There is no right or wrong answer to this puzzle of course, but even a cursory perusal of the results suggests that the respondents paid little attention to, or were unaware of, the base rates of employment; the four fields deemed least likely have, together, approximately six-fold higher employment than the four deemed most likely. A full 67% of respondents felt that Chris was more likely to be in library science than in business administration, a field that has 64-fold higher employment. Interestingly, the rank order of fields was nearly identical to that found when the study was originally done, although the responding cohorts were as different as undergraduates and scientists, and the tests were separated by 45 years (Fig. 4; Kahneman and Tversky, 1973).

Figure 4.
  • Download figure
  • Open in new tab
  • Download powerpoint
Figure 4.

Similarity of judgments in populations of undergraduates and scientists separated by 45 years.

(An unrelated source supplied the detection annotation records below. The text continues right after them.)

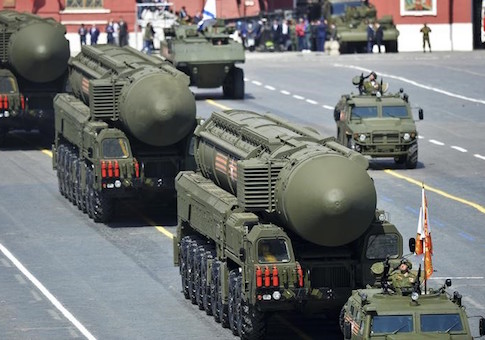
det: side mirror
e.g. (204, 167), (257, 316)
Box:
(344, 321), (352, 339)
(478, 318), (485, 336)
(333, 108), (340, 122)
(409, 237), (416, 253)
(239, 248), (246, 262)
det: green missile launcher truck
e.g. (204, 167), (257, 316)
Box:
(52, 45), (196, 222)
(334, 75), (423, 169)
(174, 110), (402, 339)
(160, 25), (245, 99)
(340, 260), (485, 340)
(0, 10), (70, 144)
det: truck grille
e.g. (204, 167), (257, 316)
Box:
(89, 81), (125, 120)
(372, 132), (399, 144)
(311, 267), (352, 288)
(237, 161), (283, 212)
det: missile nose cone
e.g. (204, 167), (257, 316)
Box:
(9, 22), (70, 83)
(278, 154), (377, 247)
(120, 73), (195, 146)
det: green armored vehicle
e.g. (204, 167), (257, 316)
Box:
(160, 25), (245, 99)
(322, 0), (399, 53)
(334, 72), (423, 169)
(340, 256), (485, 340)
(52, 45), (196, 222)
(174, 110), (402, 339)
(0, 10), (70, 144)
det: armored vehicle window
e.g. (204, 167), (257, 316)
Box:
(102, 138), (129, 158)
(371, 315), (414, 334)
(421, 314), (463, 333)
(365, 234), (399, 260)
(351, 106), (377, 119)
(258, 239), (290, 263)
(0, 77), (17, 93)
(382, 106), (408, 118)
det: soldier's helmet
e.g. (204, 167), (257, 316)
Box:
(399, 257), (413, 270)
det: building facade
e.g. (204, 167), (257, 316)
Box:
(0, 0), (485, 52)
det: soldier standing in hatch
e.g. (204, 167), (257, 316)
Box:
(420, 23), (431, 53)
(389, 259), (416, 289)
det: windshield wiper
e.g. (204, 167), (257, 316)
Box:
(392, 324), (407, 334)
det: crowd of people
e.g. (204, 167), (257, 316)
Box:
(78, 17), (128, 46)
(236, 18), (336, 51)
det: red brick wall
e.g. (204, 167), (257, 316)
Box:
(370, 0), (472, 24)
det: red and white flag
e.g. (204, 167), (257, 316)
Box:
(414, 185), (433, 280)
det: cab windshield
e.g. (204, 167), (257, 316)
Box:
(365, 234), (399, 260)
(0, 77), (17, 93)
(371, 315), (414, 334)
(382, 106), (408, 118)
(258, 239), (290, 263)
(421, 314), (463, 333)
(351, 106), (377, 119)
(102, 138), (130, 158)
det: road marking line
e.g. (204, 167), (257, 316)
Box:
(428, 276), (485, 280)
(334, 64), (485, 104)
(473, 153), (485, 161)
(451, 145), (468, 152)
(384, 169), (485, 214)
(0, 243), (96, 340)
(429, 139), (445, 146)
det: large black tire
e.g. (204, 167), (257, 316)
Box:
(179, 236), (191, 299)
(240, 301), (266, 340)
(56, 144), (65, 196)
(338, 306), (345, 334)
(93, 190), (113, 223)
(202, 248), (215, 315)
(222, 67), (244, 99)
(228, 270), (242, 336)
(406, 143), (418, 169)
(232, 67), (244, 99)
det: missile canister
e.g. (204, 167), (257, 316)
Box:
(69, 45), (195, 146)
(174, 110), (402, 339)
(0, 10), (70, 144)
(53, 45), (197, 222)
(0, 10), (70, 83)
(195, 111), (377, 246)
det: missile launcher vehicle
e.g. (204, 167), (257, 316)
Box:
(0, 10), (70, 143)
(160, 25), (245, 99)
(52, 45), (196, 222)
(174, 110), (402, 339)
(340, 260), (485, 340)
(334, 73), (423, 169)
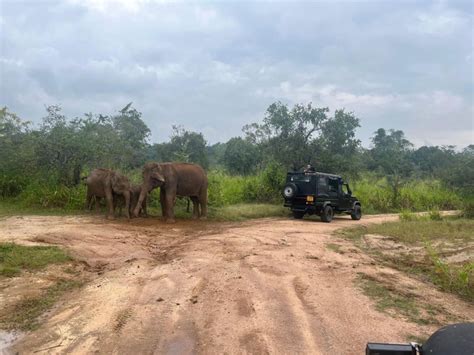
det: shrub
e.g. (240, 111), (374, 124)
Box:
(462, 199), (474, 219)
(398, 210), (418, 222)
(428, 209), (443, 221)
(18, 182), (86, 210)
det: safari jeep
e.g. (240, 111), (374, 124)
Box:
(283, 170), (362, 222)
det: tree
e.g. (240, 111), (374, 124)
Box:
(223, 137), (260, 175)
(111, 102), (150, 168)
(369, 128), (413, 207)
(313, 110), (360, 176)
(0, 107), (35, 197)
(243, 102), (329, 168)
(156, 126), (209, 169)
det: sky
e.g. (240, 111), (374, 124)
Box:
(0, 0), (474, 147)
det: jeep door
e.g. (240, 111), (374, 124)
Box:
(316, 176), (329, 198)
(340, 184), (352, 210)
(328, 176), (341, 209)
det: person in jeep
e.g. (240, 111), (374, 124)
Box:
(283, 165), (362, 222)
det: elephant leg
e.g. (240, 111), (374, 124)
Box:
(199, 189), (207, 219)
(86, 189), (94, 211)
(160, 189), (166, 218)
(91, 196), (100, 214)
(105, 190), (115, 219)
(188, 196), (199, 219)
(142, 198), (148, 217)
(165, 190), (176, 223)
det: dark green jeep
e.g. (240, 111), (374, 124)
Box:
(283, 168), (362, 222)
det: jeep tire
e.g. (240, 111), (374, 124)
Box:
(321, 205), (334, 223)
(293, 211), (304, 219)
(351, 205), (362, 221)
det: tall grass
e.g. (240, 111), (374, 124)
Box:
(352, 175), (462, 213)
(0, 168), (466, 216)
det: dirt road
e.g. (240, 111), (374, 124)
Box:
(0, 215), (474, 354)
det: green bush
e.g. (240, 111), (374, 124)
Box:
(398, 210), (418, 222)
(462, 199), (474, 219)
(0, 174), (28, 198)
(351, 174), (462, 213)
(428, 209), (443, 221)
(17, 182), (86, 210)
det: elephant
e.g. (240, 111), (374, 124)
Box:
(114, 185), (148, 217)
(86, 169), (130, 219)
(133, 163), (208, 223)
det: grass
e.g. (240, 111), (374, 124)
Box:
(0, 243), (71, 277)
(209, 203), (289, 221)
(0, 279), (82, 331)
(339, 216), (474, 302)
(356, 273), (423, 322)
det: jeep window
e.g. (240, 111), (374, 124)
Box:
(342, 184), (349, 195)
(318, 176), (327, 190)
(291, 175), (311, 182)
(328, 178), (339, 193)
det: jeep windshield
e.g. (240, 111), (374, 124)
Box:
(290, 174), (311, 182)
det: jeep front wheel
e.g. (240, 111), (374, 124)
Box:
(293, 211), (304, 219)
(351, 205), (362, 221)
(321, 206), (334, 223)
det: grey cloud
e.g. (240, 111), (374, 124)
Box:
(0, 0), (474, 145)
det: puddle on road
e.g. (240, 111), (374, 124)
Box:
(0, 330), (22, 354)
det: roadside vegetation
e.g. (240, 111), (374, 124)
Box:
(0, 243), (83, 331)
(0, 102), (474, 219)
(340, 211), (474, 302)
(0, 279), (83, 331)
(0, 243), (71, 277)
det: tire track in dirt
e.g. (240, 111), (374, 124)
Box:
(0, 216), (474, 354)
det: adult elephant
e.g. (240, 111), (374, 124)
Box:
(133, 163), (207, 223)
(86, 169), (130, 219)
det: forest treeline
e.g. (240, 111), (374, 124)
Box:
(0, 102), (474, 211)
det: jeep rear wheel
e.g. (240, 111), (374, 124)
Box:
(351, 205), (362, 221)
(321, 206), (334, 223)
(293, 211), (304, 219)
(283, 183), (298, 198)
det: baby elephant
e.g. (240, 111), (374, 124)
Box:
(86, 169), (130, 219)
(114, 185), (148, 217)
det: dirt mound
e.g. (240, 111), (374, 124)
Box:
(0, 216), (474, 354)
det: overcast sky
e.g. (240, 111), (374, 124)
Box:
(0, 0), (474, 147)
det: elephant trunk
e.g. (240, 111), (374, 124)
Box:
(123, 190), (130, 219)
(133, 182), (148, 217)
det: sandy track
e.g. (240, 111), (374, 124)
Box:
(0, 215), (474, 354)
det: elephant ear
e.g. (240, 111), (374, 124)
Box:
(153, 172), (166, 183)
(110, 172), (119, 190)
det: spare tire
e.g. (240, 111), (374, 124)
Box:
(283, 183), (298, 198)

A related problem arises when one does a properly designed experiment and obtains a result with a statistically significant p value. The minimalist conclusion is that the null hypothesis is unlikely to be true, although what we are actually interested in is whether our hypothesis is correct. These are two very different statements. Falsifying the null hypothesis does not imply that our hypothesis is correct; other explanations might serve better. What determines whether a statistically significant result is actually correct rather than being a false positive? Traditional Fisherian statistics highlights the role of statistical power and α (the probability of observing that result or more extreme results, assuming the null hypothesis is correct) in estimating the probability that a statistically significant finding is actually correct. However, the thought experiment presented in Figure 5 indicates that α seriously underestimates the proportion of false positive findings which, in the three examples shown, ranges from 20 to 60% as explained below.

Figure 5.
  • Download figure
  • Open in new tab
  • Download powerpoint
Figure 5.

Demonstration of the value of a Bayesian approach when interpreting a single experiment. A, Consider the scientist facing the challenge of testing 1000 hypotheses, for example, in a proteomics or drug screening experiment, in which each protein measured or compound assayed tests the hypothesis that the protein expression is changed or the compound is active. Without knowledge of the target class only a small fraction of these hypotheses (say 10%) are true. If the power of the experiment is 80%, 80 hypotheses will be correctly identified as true (marked “true +”) and 20 will be false negatives (“false –”) as shown in the expected outcomes table. Of the 900 remaining false hypotheses, 45 will be incorrectly ascribed as being true (“false +” in the table) with α = 0.05, and 855 will be correctly ascertained as negatives (“true –”). Thus, the chance of correctly interpreting a positive outcome (equivalent to precision in a ROC analysis) is only 64% (=80/125). B, If the statistical power of the experiment is 30%, the chance of correctly interpreting a positive result drops to only 40% (=45/75). Blue in the outcomes table represent numbers that have changed from the previous panel. C, Now imagine that, with experience, one is working in a more restricted target space in which 40% of hypotheses are expected to be true: the chance of correctly interpreting a positive result jumps to 80% even when power = 30% (=120/150). D, A plot of these variables (plus the 10% power case) shows that the chance of correctly interpreting a single outcome depends on α, power, and the a priori probability that the hypothesis is true.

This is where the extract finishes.